From A3 to A4, a metric adds user populations as the necessary complement to its response time requirements. For most systems, there's a material difference between one user driving 1000 transactions each minute, and 100 users driving 10 transactions each minute. By translating system work directly into user impact, the A4 metric provides the most complete indication of the impact of availability on the consumers of a service. Conversely, when a system's utilization drops within a user population, the impact of downtime is adjusted appropriately. In a perfectly instrumented system, the A4 metric would be enabled in closed-loop fashion, so administrators and end users would know exactly what throughput the system was achieving at any given time, in terms of user work. For example, administrators could log browser error messages on user workstations or PCs. For systems that are not perfectly instrumented, A2 and A3 synthetic transactions provide the most representative picture of how much work the system is doing. However, for many applications, particularly those with named users, it's possible to establish exactly how many users are on the system at any given moment and derive an A4 metric by observing key transactions and their response time. At the A0-A2 level, most indicators do not provide positive information about system availability, though they can show when work is being done. The lack of transactions does not mean that the system is down; it may mean that no users are performing transactions, or that the entire population of users is on a lunch break. But it may be possible to correlate a set of passive data measures into a record of how much work is being done at any one time. In this respect, log data can show how many transactions were completed over a particular period, albeit an incomplete positive indicator of application availability (the lack of logged operations does not mean the system was down). Applying
SLIMTAX to an application stack
SLIMTAX can be represented as a simple matrix that represents the service components of the stack along the vertical axis, and the hierarchy of result measures (A0-A4) along the horizontal axis, as illustrated in Figure 4.

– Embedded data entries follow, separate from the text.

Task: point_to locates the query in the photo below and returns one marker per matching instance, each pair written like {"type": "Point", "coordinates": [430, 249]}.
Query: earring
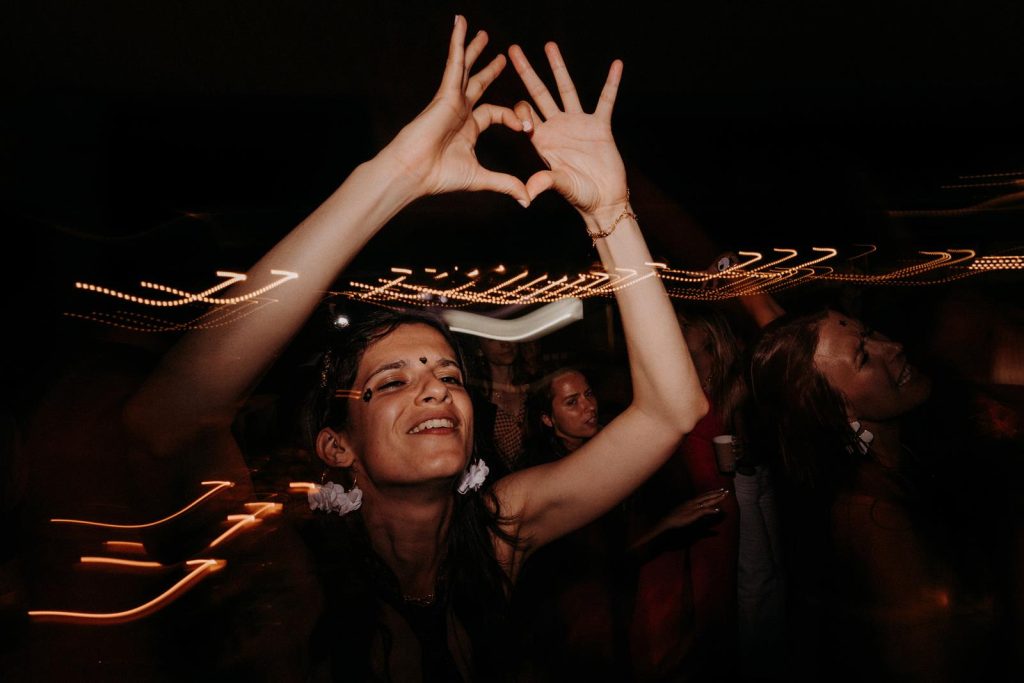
{"type": "Point", "coordinates": [331, 497]}
{"type": "Point", "coordinates": [473, 476]}
{"type": "Point", "coordinates": [864, 437]}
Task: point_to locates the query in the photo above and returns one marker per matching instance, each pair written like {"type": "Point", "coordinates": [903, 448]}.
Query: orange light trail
{"type": "Point", "coordinates": [88, 559]}
{"type": "Point", "coordinates": [131, 547]}
{"type": "Point", "coordinates": [185, 297]}
{"type": "Point", "coordinates": [217, 486]}
{"type": "Point", "coordinates": [201, 568]}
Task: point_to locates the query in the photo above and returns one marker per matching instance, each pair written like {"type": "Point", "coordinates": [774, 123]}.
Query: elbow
{"type": "Point", "coordinates": [688, 419]}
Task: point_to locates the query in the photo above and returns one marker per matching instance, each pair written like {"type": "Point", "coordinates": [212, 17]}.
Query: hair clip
{"type": "Point", "coordinates": [346, 393]}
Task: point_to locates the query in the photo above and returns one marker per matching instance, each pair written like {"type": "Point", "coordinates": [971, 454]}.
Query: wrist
{"type": "Point", "coordinates": [602, 222]}
{"type": "Point", "coordinates": [400, 176]}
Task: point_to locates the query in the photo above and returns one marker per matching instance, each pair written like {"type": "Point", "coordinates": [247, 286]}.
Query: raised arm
{"type": "Point", "coordinates": [586, 168]}
{"type": "Point", "coordinates": [202, 381]}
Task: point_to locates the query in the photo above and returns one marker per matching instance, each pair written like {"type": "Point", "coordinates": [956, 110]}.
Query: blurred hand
{"type": "Point", "coordinates": [692, 510]}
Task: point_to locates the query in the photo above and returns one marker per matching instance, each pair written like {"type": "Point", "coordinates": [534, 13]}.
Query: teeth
{"type": "Point", "coordinates": [436, 423]}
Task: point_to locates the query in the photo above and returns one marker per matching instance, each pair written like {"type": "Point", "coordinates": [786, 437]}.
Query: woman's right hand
{"type": "Point", "coordinates": [436, 150]}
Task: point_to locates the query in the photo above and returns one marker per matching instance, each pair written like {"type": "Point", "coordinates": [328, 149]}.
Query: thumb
{"type": "Point", "coordinates": [504, 183]}
{"type": "Point", "coordinates": [540, 182]}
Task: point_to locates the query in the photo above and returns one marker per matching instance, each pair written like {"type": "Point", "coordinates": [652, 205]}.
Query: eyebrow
{"type": "Point", "coordinates": [398, 365]}
{"type": "Point", "coordinates": [394, 365]}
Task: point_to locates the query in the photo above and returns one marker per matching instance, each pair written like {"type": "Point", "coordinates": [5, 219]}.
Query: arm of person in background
{"type": "Point", "coordinates": [585, 167]}
{"type": "Point", "coordinates": [200, 384]}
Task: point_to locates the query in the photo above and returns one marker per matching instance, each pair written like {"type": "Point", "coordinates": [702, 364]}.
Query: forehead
{"type": "Point", "coordinates": [407, 342]}
{"type": "Point", "coordinates": [839, 335]}
{"type": "Point", "coordinates": [568, 383]}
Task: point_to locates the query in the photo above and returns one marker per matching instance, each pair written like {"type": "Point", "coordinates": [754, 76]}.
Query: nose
{"type": "Point", "coordinates": [433, 390]}
{"type": "Point", "coordinates": [886, 345]}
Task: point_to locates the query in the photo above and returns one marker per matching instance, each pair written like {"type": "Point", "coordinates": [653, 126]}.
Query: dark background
{"type": "Point", "coordinates": [167, 140]}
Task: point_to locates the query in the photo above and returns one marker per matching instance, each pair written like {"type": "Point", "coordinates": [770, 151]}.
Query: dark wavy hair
{"type": "Point", "coordinates": [726, 386]}
{"type": "Point", "coordinates": [475, 584]}
{"type": "Point", "coordinates": [817, 449]}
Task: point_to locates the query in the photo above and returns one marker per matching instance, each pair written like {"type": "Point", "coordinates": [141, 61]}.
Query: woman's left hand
{"type": "Point", "coordinates": [436, 150]}
{"type": "Point", "coordinates": [584, 163]}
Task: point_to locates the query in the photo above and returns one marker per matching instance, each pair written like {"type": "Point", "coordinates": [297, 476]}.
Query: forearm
{"type": "Point", "coordinates": [665, 383]}
{"type": "Point", "coordinates": [204, 377]}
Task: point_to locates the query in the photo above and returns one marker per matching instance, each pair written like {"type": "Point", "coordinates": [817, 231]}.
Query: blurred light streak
{"type": "Point", "coordinates": [88, 559]}
{"type": "Point", "coordinates": [990, 175]}
{"type": "Point", "coordinates": [217, 486]}
{"type": "Point", "coordinates": [201, 568]}
{"type": "Point", "coordinates": [131, 547]}
{"type": "Point", "coordinates": [241, 521]}
{"type": "Point", "coordinates": [140, 323]}
{"type": "Point", "coordinates": [186, 297]}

Figure 4. Hierarchy of Result Measures What the chart represents is a roadmap from server-centric, infrastructure-focused measures of uptime, on the lower left-hand corner of the matrix, toward user-oriented measures, represented on the upper right. Most measures of application availability can be mapped into this hierarchy based on how they test for service availability (A0 through A4) and where in the stack they test for it. Operational groups just beginning to take on the challenge of user-oriented availability measures are often tempted to focus only on measuring end-to-end, service-level availability because they believe, "That's what users care about." It's important to recognize that it's often difficult to establish these kinds of measures at one stroke. Targeting a metric that represents only part of the stack or measures a certain degree of user activity is a better way to achieve solid incremental progress. It's also useful to move up the stack within a single result-measure class; for example, if you have a test and a metric that show A2-level database session availability over the network, a logical next step would add A2 application server availability measurement over the network. It's not necessary to move directly from A2 to A3 in order to produce a useful, end-to-end measure. Moving a test further up the application stack provides more information to the service consumer. Ironically, it provides less actionable information to the service provider. For example, an end-to-end test might:
Depending on the response time criterion for the test, it measures the service at either the A2 or A3 level. If the test passes, the service is available; if it fails, the service is not available. Designing this test correctly requires some analysis of the application architecture to ensure that data retrieved from the database is not cached on the application server, to avoid masking a database failure. SLIMTAX:
Measurement versus management
Contrast this with the management perspective. A diagnostic view of this test would take into consideration results at each step of the way. For an administrator, having such data available can help deal with an outage, either with some policy-based automated recovery mechanism or as after-the-fact diagnostic. Or, to make certain that the test result can be delivered, the administrator could complement the end-to-end test with a set of A0-A2 tests, either in real time as an automated recovery mechanism, or as diagnostics dealing with of an outage. It's up to the administrator and the application architect make a number of choices:
This service-level test and its complementary diagnostic or management indicators is mapped onto the SLIMTAX matrix shown in Figure 5. Note that the diagnostic examples set also shows the possibilities for applying the principle of service decomposition to create service-level targets within the application stack that capture its constituent parts. The database cluster heartbeat is a good example of management information that can be inferred from the system architecture, as a cluster is a local service level unto itself. While it may be part of a management mechanism with automated policies, it isn't difficult to extract information about whether those policies are working and report this as part of the availability measurement effort. Test Frequency, Timing and Performance in SLIMTAX Sampling
frequency
Failure, interruption, recovery time, outage, timeout - all these terms represent the interval during which the application is not available. Since one goal of AAMe is to represent how long an application is up, a good test identifies when the application stack is not available. For instance, given an architecture designed to recover from an outage in twenty minutes, the implied uptime goal is to keep interruptions under twenty minutes. Consequently, the service level measure should test more than once every ten minutes, to make certain it never misses an outage. This is a good place to apply an A2 metric; so long as the test can establish a remote session into the monitored system every two minutes, the application is up. More than 10 successive failures of the test indicates that the application is missing its recovery-time target.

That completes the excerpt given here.